Le Quechua se gratta la tête d’un air embarrassé.

« Symphorose ne sait pas d’histoire, dit-il après une pause ; Symphorose est un Indien, et l’Indien ne lit pas dans les livres comme le chapeton…

— Canaille ! fit le curé, dis plutôt qu’un premier verre d’eau-de-vie ne te suffit pas et que tu en veux un second. »

Pendant que le curé s’exécutait de nouveau, j’essayai de remettre le narrateur sur la trace de ses souvenirs, en lui parlant de Tupac-Amaru, du traître Pomacagua et des Espagnols.
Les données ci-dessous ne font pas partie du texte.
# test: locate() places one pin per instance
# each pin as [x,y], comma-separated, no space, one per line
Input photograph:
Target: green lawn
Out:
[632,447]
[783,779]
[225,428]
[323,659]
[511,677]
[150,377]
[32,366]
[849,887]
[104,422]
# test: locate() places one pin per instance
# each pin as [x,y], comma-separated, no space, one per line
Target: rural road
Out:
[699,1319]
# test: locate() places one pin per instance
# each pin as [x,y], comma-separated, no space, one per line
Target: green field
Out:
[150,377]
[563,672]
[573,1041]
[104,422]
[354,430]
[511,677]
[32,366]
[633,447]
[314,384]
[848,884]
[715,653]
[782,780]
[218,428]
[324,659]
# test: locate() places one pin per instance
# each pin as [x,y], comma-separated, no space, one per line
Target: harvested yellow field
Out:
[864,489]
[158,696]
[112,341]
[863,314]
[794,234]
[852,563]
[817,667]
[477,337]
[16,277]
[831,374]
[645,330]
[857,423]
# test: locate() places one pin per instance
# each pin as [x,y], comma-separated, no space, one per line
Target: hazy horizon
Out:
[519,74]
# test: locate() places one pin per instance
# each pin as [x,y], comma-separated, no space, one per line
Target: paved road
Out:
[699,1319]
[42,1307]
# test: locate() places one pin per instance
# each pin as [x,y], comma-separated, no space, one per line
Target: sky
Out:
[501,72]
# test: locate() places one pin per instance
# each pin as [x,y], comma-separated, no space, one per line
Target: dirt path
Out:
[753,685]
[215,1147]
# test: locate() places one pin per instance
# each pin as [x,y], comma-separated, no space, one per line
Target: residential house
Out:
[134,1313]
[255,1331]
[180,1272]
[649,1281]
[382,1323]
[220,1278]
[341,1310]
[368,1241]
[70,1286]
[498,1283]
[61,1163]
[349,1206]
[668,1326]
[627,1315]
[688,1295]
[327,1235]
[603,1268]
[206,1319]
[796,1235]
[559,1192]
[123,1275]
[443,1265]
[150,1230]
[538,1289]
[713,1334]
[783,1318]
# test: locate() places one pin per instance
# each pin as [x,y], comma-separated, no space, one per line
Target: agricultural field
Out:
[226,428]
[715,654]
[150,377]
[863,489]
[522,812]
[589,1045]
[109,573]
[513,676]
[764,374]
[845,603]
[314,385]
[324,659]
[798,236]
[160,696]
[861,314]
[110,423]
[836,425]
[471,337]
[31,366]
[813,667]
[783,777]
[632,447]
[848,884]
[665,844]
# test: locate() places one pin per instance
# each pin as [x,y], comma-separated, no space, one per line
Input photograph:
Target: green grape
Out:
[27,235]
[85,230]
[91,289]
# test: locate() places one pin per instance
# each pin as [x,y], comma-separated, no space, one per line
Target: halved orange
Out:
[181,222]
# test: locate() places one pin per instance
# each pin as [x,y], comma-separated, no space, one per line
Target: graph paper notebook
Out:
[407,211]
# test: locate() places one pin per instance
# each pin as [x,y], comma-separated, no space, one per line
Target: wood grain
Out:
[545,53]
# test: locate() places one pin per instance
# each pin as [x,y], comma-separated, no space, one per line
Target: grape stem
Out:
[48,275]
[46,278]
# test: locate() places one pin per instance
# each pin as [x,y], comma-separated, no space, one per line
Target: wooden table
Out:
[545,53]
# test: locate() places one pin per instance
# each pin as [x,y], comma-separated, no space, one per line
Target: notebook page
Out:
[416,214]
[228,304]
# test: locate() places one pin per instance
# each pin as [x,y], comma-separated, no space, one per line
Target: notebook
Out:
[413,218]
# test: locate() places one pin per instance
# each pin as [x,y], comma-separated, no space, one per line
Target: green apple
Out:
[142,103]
« L’Indien est une brute, me dit-il après avoir bu ; n’as-tu pas entendu le padre appeler Symphorose Indio bruto ! le padre a raison. L’Indien est rouge et son esprit est lourd ; l’Espagnol a la peau blanche et son esprit est subtil. J’aime les Espagnols. Padrecito de mon cœur, donne encore de l’eau-de-vie à Symphorose !… »

Je vis qu’il était inutile d’insister, et, levant la séance, je pris congé du curé, en regrettant que sa fâcheuse interruption m’eût privé d’entendre la fin de l’histoire de Tupac-Amaru. Symphorose était allé s’asseoir dans un coin, où il chantonnait à demi-voix ; en partant, je lui dis adieu, mais il ne parut pas m’entendre ; son esprit, surexcité par l’eau de feu, voyageait déjà dans les mondes sublunaires.